Moms can often be heard lamenting about never getting a moment. You’ve all heard the mom pointing out that she cannot even use the facilities alone. There is always some interruption or another.
As mom to but one pretty self sufficient seven year old, gone should be the days when I can’t get a moment’s peace.
Except for that fuzzy, no teethed, always hungry, always thirsty, always wanting attention fur child of mine.
As soon as my foot hits the bottom step, she comes running from whichever box she has recently applied the “if I fits, I sits” principle. She weaves herself between my legs, around my legs, and under my feet, racing me to the top and into the bathroom.
She flies in and launches herself into the sink to immediately start arching her back and attempting to meow. She’s always been an underachiever in that department. If you don’t turn on the faucet, she starts knocking over anything and everything that was accidentally left on the edge. Not to be malicious, but because she stalks back and forth and something has to give.

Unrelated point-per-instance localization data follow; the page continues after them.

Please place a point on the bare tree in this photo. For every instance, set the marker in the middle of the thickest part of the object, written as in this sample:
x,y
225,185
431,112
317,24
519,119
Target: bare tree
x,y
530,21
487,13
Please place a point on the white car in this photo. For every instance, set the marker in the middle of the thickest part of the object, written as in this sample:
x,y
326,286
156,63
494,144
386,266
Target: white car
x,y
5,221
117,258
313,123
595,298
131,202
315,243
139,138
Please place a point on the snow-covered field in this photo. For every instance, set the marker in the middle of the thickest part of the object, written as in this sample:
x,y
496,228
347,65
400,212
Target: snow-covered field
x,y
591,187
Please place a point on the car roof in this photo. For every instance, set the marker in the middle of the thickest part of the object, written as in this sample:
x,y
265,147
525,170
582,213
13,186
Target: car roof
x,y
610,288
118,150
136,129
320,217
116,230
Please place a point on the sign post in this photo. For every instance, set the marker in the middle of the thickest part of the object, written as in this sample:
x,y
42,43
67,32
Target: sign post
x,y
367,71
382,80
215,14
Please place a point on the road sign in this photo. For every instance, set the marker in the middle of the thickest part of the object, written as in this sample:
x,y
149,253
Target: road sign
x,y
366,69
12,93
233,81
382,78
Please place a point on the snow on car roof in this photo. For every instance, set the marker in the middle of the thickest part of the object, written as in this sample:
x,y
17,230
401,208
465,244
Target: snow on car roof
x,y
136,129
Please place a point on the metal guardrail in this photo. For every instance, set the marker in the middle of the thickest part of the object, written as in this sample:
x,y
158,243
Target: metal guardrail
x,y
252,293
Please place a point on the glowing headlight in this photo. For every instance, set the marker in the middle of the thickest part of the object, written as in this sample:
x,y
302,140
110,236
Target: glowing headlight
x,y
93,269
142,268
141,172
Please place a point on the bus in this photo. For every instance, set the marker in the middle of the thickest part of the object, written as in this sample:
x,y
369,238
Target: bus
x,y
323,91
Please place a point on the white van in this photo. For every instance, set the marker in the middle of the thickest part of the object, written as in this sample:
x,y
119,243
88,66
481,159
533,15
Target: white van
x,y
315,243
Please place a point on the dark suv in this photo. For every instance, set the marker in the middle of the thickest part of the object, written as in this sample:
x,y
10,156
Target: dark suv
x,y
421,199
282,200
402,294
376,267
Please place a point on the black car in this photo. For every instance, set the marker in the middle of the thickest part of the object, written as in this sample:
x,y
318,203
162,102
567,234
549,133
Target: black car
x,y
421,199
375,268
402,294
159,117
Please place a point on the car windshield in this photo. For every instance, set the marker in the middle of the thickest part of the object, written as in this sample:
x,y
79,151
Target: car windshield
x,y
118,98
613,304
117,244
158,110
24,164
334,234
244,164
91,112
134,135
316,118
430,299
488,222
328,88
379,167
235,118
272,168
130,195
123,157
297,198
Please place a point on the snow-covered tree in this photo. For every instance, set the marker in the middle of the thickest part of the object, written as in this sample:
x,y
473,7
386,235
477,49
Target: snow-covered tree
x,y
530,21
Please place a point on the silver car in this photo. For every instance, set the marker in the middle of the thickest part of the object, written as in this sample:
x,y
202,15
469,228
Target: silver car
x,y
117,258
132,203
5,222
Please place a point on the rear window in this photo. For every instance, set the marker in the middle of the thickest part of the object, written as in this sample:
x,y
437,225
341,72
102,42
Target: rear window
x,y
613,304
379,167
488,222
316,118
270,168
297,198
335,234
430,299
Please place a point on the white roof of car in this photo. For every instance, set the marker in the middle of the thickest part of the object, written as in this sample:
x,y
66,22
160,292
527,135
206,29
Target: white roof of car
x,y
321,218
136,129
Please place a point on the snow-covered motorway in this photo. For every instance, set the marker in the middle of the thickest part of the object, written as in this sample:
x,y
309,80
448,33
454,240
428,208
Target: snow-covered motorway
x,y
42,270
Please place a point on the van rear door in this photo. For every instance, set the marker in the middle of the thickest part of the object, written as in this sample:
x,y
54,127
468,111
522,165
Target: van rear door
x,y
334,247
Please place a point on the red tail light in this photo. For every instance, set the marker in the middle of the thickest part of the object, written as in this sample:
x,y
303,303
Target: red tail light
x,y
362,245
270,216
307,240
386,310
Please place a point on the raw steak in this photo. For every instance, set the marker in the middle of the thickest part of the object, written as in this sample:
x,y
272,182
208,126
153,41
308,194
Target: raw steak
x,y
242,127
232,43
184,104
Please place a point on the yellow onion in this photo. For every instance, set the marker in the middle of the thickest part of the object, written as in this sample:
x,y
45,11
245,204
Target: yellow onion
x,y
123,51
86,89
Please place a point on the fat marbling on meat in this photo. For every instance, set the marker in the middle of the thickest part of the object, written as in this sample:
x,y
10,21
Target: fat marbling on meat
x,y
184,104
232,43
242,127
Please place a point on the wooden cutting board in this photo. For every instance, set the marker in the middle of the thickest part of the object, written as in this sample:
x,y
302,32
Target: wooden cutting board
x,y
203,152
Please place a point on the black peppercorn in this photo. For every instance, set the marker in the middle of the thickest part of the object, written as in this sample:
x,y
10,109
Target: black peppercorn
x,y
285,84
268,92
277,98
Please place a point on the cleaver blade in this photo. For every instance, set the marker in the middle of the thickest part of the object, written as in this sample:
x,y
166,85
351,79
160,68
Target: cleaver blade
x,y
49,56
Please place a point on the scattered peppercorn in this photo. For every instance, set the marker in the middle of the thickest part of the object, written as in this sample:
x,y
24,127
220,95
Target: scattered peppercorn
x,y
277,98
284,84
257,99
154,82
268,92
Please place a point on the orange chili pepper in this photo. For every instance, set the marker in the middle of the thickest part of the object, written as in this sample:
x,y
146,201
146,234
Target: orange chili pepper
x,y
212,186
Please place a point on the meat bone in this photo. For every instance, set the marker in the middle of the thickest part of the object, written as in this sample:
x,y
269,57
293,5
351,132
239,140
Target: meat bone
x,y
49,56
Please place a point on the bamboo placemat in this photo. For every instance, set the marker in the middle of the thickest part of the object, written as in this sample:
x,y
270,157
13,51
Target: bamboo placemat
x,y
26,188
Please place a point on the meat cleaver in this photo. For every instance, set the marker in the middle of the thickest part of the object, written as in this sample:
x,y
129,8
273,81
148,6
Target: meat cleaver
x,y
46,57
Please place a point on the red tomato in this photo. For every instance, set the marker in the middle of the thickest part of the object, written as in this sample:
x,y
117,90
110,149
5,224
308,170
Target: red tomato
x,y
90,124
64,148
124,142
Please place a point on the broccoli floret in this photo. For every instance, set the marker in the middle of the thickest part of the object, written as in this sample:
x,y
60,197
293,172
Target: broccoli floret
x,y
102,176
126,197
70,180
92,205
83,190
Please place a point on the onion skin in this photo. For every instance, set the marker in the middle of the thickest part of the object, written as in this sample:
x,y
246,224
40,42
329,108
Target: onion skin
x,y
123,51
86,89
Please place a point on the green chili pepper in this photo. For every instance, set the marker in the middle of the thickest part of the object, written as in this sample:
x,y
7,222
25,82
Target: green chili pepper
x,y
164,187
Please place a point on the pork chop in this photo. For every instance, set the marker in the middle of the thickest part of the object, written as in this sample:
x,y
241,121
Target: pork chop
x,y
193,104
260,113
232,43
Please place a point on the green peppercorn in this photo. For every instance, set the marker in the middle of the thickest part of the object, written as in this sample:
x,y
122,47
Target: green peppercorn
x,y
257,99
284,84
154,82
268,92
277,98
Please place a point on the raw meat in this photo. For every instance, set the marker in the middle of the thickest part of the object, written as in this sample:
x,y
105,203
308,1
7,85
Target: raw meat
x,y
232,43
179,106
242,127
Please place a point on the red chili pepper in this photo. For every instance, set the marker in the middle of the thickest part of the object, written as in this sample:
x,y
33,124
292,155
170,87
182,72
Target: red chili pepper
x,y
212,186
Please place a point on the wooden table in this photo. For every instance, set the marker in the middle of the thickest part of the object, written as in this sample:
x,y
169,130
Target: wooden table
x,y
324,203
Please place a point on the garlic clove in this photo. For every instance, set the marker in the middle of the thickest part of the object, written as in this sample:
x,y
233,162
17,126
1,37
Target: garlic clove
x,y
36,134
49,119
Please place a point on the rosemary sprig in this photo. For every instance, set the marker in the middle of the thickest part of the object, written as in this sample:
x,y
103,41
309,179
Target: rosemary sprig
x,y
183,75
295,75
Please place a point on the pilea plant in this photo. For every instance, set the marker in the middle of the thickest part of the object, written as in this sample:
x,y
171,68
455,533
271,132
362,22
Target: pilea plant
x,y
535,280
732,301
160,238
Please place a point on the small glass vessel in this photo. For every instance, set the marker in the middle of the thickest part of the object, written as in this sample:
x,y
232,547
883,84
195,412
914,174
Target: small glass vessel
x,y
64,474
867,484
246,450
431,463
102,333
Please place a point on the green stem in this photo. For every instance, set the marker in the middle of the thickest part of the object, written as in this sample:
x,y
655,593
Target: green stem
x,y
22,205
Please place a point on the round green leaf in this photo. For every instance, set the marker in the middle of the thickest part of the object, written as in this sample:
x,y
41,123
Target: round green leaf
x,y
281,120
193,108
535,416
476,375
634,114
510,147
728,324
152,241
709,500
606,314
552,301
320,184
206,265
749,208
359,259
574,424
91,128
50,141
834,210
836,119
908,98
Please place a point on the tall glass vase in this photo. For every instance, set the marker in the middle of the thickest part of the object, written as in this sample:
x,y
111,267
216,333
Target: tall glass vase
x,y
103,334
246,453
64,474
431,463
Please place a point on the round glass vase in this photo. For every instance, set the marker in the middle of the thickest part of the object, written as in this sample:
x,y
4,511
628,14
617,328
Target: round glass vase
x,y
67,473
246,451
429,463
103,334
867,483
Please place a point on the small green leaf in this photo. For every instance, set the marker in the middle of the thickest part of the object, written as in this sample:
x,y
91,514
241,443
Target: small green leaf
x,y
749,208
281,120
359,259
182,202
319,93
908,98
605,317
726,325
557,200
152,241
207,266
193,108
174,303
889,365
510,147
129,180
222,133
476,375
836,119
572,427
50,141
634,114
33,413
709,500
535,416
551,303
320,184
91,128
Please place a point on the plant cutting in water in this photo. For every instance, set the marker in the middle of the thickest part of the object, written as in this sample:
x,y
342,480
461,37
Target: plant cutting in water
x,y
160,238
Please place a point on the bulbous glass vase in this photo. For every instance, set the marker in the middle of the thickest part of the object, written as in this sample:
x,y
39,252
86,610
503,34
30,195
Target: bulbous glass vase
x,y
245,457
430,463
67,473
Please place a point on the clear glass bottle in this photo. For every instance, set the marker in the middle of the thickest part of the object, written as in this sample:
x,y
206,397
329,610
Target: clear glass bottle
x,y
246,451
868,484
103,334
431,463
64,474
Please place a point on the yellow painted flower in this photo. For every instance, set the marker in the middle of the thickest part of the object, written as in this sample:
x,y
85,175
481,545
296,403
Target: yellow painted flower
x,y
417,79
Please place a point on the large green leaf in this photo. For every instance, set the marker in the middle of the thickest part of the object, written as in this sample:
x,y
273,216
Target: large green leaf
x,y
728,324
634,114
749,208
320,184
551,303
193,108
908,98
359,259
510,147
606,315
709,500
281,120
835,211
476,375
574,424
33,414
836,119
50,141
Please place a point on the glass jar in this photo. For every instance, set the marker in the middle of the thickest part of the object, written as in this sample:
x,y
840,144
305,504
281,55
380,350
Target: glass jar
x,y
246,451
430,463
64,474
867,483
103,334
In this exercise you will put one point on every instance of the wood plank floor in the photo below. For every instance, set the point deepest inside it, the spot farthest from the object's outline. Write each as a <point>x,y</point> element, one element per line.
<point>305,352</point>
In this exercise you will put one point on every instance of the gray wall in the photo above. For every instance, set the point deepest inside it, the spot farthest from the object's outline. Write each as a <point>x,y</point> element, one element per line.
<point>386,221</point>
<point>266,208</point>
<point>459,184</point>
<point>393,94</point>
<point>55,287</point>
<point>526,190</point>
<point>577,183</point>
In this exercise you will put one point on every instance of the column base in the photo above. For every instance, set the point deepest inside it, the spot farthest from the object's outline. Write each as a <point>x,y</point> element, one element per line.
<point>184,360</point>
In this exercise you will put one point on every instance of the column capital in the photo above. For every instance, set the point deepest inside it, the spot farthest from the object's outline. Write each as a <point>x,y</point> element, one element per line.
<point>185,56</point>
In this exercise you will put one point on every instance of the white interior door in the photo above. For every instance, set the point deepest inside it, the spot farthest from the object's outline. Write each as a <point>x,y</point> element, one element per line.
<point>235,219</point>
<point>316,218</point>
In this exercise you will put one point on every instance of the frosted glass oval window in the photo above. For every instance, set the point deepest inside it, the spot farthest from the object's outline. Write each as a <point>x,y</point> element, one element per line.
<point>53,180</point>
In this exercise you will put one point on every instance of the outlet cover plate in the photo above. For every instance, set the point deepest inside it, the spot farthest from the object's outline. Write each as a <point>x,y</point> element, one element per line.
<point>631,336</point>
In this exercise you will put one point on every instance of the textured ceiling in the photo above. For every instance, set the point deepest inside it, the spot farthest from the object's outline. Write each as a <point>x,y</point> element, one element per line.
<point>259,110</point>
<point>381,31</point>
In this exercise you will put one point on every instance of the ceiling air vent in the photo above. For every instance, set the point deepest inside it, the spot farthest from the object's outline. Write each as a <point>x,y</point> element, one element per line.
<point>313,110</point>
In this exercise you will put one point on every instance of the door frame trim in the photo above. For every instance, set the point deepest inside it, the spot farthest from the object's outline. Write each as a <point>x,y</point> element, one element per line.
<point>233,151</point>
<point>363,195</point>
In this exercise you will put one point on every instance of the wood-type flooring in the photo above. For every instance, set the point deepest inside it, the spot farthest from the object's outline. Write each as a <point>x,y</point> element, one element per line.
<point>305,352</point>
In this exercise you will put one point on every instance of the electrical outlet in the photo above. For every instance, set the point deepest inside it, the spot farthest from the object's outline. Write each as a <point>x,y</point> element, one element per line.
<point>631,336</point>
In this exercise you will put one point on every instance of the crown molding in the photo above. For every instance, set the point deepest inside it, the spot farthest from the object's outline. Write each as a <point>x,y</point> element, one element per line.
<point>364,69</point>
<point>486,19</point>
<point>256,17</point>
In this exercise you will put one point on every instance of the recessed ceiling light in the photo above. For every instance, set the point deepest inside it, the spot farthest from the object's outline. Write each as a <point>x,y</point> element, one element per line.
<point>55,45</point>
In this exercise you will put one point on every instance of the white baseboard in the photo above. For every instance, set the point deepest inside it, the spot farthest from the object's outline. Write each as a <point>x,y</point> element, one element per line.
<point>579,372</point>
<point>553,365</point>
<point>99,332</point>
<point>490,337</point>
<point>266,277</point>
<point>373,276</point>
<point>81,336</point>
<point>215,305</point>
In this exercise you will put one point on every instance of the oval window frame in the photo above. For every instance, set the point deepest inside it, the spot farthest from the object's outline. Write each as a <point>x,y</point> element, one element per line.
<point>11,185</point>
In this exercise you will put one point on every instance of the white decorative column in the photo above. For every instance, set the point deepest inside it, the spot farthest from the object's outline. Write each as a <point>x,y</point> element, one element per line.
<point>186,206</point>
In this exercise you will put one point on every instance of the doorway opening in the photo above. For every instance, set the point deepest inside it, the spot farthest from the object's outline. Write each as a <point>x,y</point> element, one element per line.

If I by chance make it before her, she will eventually appear out of seemingly thin air. I’ll first hear her soft knock on the door. No joke, she keeps her claws in and just bats at it very politely. If she is ignored then her arms grow about a foot and I’ll suddenly feel fuzzy paws prodding my foot from under the door. Never will the claws come out. She really is nice that way.
We have more than one abode in our house so I could escape the fur demon if I really wanted to. But the basement bathroom could be the subject of a whole other slice and is to be avoided at all costs.
So, it’s the fur beast and I, till the end of time.